Note: I don’t envision this being used actually in games, as this probably takes up a significant / almost all of the simulator’s power just to play the sine waves, which wouldn’t be very good if you were in a game that also needs to process stuff. This is also just lower quality in general, and it would probably be better to use the Song API and MIDI conversion for games instead. (speaking of which, I should probably get to work on some day… :thinking:) And this would probably be a PITA for moderation of games - I’m just trying to see what’s possible with MakeCode Arcade. :grin:

17 Likes

nice converter!

I hope this gets to a point where it can be used for sound effects in games (not background music obviously)

9 Likes

I was bored again

9 Likes

@UnsignedArduino neat project!

first off, the clipping noisy sounds are being caused by rapidly switching the amplitude. you’ll get better results if you smoothly transition from the previous volume to the next for each sample instead of just abruptly changing from one volume to the next (i.e. for each instruction, set the start volume to the end volume of the previous instruction)

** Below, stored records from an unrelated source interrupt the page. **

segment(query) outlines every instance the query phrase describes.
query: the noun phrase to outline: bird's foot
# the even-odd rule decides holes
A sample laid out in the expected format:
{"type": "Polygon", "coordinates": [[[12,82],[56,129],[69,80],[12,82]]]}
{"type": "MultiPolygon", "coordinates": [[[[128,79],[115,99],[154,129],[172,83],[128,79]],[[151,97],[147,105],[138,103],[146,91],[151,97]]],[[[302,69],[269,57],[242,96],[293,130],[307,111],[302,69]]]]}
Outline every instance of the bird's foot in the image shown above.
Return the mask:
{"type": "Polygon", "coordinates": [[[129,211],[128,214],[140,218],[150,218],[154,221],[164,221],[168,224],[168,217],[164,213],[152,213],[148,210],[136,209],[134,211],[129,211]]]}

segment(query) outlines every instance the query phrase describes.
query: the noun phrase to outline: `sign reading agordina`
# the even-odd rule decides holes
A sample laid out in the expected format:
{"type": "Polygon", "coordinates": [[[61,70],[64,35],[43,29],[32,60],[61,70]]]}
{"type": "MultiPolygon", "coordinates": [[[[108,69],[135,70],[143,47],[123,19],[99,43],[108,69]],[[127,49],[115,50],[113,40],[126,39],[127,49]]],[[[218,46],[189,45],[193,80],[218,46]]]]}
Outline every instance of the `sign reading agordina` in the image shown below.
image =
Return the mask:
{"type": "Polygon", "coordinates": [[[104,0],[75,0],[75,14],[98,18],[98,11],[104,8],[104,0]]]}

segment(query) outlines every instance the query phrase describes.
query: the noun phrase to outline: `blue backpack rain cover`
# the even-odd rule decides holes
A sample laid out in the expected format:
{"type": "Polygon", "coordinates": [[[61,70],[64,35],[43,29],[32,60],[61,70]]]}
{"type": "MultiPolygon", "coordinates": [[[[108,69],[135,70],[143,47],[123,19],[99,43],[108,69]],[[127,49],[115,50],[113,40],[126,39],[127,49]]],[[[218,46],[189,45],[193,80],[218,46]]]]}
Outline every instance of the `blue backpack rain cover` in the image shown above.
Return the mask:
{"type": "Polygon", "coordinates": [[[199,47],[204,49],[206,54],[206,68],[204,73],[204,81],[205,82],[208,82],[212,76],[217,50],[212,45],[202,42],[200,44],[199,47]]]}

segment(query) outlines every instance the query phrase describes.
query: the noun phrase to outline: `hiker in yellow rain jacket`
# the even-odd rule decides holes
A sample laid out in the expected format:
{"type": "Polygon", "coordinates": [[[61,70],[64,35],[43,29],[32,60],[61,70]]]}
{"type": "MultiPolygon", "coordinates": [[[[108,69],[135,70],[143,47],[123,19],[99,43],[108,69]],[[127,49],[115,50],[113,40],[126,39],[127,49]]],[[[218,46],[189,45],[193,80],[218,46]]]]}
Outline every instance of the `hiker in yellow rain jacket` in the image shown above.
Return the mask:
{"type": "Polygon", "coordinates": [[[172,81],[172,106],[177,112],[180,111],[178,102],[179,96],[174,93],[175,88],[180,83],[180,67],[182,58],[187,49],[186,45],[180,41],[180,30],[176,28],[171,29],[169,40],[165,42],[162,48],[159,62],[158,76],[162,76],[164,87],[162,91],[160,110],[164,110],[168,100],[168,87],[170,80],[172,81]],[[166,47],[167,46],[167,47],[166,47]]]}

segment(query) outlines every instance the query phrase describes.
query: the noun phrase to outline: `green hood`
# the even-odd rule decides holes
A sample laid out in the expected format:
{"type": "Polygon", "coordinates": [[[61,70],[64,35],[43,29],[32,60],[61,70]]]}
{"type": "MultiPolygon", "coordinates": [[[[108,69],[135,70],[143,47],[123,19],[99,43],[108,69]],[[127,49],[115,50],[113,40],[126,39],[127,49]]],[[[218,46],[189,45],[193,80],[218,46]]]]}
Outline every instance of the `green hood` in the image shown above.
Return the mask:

secondly, an interesting experiment might be to divide the sound into frequency bands instead of just taking the X highest amplitudes at each point in time.

what i mean by this is to basically divide the spectrum into buckets and then for each bucket choose the highest amplitude sample that is within that frequency range. this is how old school vocoders work. for example, here’s a classic piece of music tech:

each of those columns in that image represents a frequency in HZ. these numbers i believe were chosen to cover a pleasing range for the human ear, but you might experiment with different cutoff points for each of the buckets (or programmatically determine them based on the source audio).

I don’t know if that will produce better results, but it’s worth a try!

6 Likes

Tried it, produced slightly better results but still the noise is there.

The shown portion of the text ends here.